12 Venons-en à présent à l'examen au fond de l'applicabilité au cas d'espèce de la clause de sauvegarde prévue à l'article 223, paragraphe 1, sous b): il convient tout d'abord de rappeler que les clauses de sauvegarde figurant dans le traité doivent être interprétées restrictivement étant donné leur fonction dérogatoire par rapport au régime ordinaire (12) et aussi que, selon les principes communs en matière de charge de la preuve, les États qui en invoquent l'application sont tenus de démontrer que les mesures adoptées sont nécessaires à la protection des intérêts essentiels de leur sécurité. Il importe donc d'apprécier si le royaume d'Espagne a ou non fourni la preuve que les exonérations prévues par la loi n_ 6/87 dont il est question sont nécessaires pour parvenir à cet objectif. Or, il ne nous semble pas qu'en l'espèce cette preuve ait été fournie. En effet, même si, contrairement à ce qu'affirme la Commission, il résulte clairement du préambule de la loi précitée la volonté du législateur espagnol de protéger les intérêts nationaux concernant la sécurité, en garantissant le processus de renforcement et de modernisation des forces armées, on ne comprend pas pourquoi les exonérations de TVA seraient nécessaires pour atteindre cet objectif: autrement dit, on ne comprend pas de quelle manière l'assujettissement à la TVA des importations et des acquisitions d'armement comporterait pour les finances de l'État une charge à ce point importante qu'elle compromettrait ce résultat. Il convient en effet d'observer que les recettes imputables à la TVA qui pèseraient sur les opérations en question viendraient refluer dans les caisses du même État qui effectue la dépense, à l'exception du faible pourcentage qui, au contraire, refluerait dans les caisses communautaires en tant que ressource propre (13). Le calcul présenté par le royaume d'Espagne dans son mémoire en défense ne semble pas prendre en considération le fait que le montant relatif à la TVA sur le matériel militaire, bien que constituant une dépense de l'État dans le chef du ministère de la Défense, tombe en définitive, dans une mesure appréciable, dans l'escarcelle de l'État lui-même et ne peut dès lors avoir aucune incidence sur l'économie de la présente décision.

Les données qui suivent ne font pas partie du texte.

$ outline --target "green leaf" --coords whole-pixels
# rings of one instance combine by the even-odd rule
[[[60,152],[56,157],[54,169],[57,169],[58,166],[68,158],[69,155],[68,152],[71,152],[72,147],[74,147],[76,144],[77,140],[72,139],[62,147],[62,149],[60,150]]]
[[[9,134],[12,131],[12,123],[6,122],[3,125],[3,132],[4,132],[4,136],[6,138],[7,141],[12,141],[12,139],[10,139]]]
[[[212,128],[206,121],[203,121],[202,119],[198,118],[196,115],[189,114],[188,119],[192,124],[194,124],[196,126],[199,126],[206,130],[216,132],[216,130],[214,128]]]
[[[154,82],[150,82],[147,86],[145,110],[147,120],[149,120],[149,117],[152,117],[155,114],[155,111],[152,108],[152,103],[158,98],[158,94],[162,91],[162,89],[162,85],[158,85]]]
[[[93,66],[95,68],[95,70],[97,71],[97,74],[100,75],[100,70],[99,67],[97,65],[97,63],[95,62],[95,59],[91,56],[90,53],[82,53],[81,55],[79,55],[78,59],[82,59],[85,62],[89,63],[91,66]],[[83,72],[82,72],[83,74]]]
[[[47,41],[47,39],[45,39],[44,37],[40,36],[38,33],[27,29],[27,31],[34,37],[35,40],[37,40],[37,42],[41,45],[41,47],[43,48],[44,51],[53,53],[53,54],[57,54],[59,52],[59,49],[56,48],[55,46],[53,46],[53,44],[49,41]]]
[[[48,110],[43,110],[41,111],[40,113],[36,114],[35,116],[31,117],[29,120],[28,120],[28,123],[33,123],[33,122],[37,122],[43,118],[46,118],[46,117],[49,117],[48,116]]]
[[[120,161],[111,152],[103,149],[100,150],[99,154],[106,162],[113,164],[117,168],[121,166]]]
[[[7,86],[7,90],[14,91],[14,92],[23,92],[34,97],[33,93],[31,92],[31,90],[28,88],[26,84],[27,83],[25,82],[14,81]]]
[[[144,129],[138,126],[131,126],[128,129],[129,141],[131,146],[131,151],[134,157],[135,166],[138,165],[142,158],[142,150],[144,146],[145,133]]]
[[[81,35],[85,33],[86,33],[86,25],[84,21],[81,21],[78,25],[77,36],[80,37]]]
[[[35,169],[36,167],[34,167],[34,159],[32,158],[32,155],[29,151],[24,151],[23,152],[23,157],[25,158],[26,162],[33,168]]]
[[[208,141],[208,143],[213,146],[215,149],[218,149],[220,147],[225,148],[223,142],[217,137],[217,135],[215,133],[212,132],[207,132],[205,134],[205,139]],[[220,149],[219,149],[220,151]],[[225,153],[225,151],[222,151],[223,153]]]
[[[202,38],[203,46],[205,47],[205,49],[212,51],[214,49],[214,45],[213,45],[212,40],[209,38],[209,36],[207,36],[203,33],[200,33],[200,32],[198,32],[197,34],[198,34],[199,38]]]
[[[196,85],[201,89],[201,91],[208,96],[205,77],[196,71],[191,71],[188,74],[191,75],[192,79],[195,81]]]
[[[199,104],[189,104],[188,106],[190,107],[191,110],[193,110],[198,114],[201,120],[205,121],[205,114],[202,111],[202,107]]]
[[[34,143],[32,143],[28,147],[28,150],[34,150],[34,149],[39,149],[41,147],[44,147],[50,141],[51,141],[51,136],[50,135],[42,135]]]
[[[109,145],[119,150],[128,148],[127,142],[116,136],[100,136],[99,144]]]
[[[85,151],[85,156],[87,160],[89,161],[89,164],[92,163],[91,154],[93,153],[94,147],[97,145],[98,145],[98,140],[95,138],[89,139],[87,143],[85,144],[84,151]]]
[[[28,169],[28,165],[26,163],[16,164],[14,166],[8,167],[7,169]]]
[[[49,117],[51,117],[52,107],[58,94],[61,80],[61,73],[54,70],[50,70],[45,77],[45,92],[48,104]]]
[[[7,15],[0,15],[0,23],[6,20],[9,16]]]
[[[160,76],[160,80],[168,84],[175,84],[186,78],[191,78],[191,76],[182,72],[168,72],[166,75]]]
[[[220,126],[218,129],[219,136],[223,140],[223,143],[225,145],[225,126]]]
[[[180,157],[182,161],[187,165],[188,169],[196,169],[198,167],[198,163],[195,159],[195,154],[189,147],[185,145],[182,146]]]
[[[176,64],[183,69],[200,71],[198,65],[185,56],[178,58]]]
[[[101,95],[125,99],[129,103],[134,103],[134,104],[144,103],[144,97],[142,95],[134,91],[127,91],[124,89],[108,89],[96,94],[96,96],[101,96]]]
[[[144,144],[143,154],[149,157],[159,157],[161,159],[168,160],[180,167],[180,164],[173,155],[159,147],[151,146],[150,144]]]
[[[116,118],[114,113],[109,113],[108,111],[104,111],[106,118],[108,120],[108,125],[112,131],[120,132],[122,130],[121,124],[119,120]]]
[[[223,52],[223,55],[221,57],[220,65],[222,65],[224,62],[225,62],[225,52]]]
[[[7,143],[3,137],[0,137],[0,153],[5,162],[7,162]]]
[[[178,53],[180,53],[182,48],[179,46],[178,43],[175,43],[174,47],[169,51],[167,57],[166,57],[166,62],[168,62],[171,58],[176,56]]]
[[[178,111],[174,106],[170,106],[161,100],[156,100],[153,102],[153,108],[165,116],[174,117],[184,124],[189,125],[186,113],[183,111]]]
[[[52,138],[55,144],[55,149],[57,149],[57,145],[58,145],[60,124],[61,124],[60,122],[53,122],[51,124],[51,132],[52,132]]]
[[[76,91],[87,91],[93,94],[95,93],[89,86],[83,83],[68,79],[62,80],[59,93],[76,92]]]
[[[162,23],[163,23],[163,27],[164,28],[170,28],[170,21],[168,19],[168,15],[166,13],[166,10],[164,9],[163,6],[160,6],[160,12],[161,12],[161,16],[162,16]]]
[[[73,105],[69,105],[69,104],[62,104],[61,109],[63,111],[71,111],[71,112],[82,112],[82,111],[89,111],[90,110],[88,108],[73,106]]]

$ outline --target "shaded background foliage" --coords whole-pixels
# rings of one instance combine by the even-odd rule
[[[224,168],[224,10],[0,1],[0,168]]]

13 Force est par conséquent de conclure en ce sens que le gouvernement espagnol n'a pas démontré que la suppression de l'exonération de TVA des importations et acquisitions d'armement, de munitions et autre matériel à usage militaire prévue par la loi n_ 6/87 constitue une mesure pouvant compromettre la protection des intérêts essentiels de la sécurité du royaume d'Espagne, de sorte que les exonérations contenues dans la loi n_ 6/87 ne sauraient être tenues pour justifiées en vertu de l'article 223, paragraphe 1, sous b), du traité. Il est même superflu d'ajouter que si l'on considère inapplicable au cas d'espèce la clause de sauvegarde visée à l'article 223, paragraphe 1, sous b), du traité, il n'est pas nécessaire - contrairement à ce qu'affirme la Commission - d'apprécier en vertu de l'article 225 du traité si le royaume d'Espagne a fait un usage abusif des pouvoirs prévus dans cette disposition.

14 En ce qui concerne en outre la possibilité de ramener, en tout ou en partie, les opérations sur le matériel militaire visées dans la loi espagnole n_ 6/87 à l'une des exonérations que les États membres sont fondés à introduire, au titre de la législation communautaire, on observera à titre préliminaire que les articles 14 et 28 quater, partie B, de la sixième directive, qui énumèrent les importations et les acquisitions intracommunautaires exonérées, ne sont en aucune manière susceptibles de se rapporter aux opérations relatives au matériel militaire en cause dans la législation espagnole mentionnée. La disposition de la directive qui a trait aux exonérations et à laquelle se réfère essentiellement le gouvernement espagnol pour en déduire la légalité communautaire de sa législation relative au matériel militaire est celle de l'article 28, paragraphe 3, sous b), en tant qu'elle fonde les États membres à continuer d'exonérer, durant la période transitoire, les opérations prévues à l'annexe F, au nombre desquelles figurent, aux points 23 et 25, celles relatives aux aéronefs utilisés par les institutions de l'État et aux bateaux de guerre. Les opérations y indiquées concernent, respectivement, a) les «livraisons, transformations, réparations, entretien, affrètements et locations d'aéronefs utilisés par des institutions de l'État, ainsi que des objets incorporés dans ces aéronefs ou qui servent à leur exploitation» et b) les «livraisons, transformations, réparations, entretien, affrètements et locations de bateaux de guerre».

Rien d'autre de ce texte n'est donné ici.